Les récifs coralliens obligés de s'adapter

"Ce que nous serons en mesure de dire avec les données originales de Tara Pacific, c'est quels sont les facteurs qui favorisent ou non la résistance des espèces coralliennes", explique Denis Allemand, directeur du Centre Scientifique de Monaco et codirecteur scientifique de l'expédition.

Aujourd'hui, certaines espèces continuent d'abonder et trouvent donc des conditions idéales pour se développer. Alors que d'autres espèces n'arrivent pas à s'adapter. Dans les années à venir, les récifs coralliens risquent donc de profondément changer.

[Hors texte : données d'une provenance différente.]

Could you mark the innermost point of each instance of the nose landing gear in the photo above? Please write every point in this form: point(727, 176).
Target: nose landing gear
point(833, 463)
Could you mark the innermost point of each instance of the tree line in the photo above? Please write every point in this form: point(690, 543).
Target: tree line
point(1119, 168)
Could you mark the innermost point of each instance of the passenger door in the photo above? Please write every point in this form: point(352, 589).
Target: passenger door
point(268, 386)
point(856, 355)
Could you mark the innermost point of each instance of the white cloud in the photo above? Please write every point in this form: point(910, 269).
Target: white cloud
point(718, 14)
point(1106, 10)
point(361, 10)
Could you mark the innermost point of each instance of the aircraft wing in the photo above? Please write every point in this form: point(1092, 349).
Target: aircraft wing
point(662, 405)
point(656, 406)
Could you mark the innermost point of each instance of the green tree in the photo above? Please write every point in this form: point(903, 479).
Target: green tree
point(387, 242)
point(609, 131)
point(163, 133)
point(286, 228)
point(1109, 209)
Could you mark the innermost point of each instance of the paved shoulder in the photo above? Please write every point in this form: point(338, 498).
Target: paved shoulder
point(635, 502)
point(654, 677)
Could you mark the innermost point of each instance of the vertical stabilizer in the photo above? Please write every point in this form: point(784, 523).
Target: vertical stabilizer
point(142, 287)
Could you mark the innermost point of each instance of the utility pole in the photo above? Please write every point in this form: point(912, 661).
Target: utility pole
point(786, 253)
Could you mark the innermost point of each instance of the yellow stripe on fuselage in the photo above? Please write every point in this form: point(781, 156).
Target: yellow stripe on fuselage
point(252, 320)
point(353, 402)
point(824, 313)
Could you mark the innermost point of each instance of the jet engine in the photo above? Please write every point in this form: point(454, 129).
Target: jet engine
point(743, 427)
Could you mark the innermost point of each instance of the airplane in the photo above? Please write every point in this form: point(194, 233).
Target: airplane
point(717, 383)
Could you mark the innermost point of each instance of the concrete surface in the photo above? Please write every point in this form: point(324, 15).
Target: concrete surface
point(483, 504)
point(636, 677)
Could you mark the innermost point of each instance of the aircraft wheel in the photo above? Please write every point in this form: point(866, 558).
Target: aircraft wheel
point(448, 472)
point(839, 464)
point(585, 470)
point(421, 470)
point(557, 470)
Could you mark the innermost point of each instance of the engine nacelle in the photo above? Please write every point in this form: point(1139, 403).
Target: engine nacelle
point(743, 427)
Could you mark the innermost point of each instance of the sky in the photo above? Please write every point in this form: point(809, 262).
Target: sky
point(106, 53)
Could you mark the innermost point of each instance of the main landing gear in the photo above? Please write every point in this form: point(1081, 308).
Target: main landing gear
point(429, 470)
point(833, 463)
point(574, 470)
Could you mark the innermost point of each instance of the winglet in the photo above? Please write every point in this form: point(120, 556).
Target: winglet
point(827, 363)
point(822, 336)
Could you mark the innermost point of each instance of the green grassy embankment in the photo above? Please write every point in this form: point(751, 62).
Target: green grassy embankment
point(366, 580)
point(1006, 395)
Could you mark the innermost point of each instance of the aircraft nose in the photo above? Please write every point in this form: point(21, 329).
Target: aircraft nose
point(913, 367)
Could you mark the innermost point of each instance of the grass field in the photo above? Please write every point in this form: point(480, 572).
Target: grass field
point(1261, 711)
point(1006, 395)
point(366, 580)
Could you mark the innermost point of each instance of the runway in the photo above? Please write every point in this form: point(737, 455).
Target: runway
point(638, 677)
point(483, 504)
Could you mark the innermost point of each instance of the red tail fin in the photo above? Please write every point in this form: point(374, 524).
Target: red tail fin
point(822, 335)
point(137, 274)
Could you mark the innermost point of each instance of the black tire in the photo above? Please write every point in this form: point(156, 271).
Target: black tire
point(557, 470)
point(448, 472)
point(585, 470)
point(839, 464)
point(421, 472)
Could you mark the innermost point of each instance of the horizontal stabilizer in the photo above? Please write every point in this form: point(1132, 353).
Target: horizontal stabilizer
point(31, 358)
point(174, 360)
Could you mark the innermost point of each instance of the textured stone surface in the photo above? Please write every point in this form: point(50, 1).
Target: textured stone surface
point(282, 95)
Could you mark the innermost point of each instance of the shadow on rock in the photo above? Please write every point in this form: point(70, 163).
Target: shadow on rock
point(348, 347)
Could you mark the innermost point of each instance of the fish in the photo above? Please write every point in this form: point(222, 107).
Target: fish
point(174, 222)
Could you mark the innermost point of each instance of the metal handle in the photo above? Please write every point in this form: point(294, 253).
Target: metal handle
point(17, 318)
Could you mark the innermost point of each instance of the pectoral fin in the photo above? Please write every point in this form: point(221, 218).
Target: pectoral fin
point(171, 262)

Le Triangle de Corail pour la 2e partie de l'expédition

La goélette Tara est désormais au cœur de la Grande Barrière de Corail et poursuivra son expédition en Nouvelle-Calédonie, aux îles Salomon, en Papouasie-Nouvelle-Guinée, en Indonésie, aux Philippines, à Palau, en Chine, au Japon, à Hawaï. Tara Pacific s'achèvera alors avec un retour du bateau en octobre 2018 à Lorient.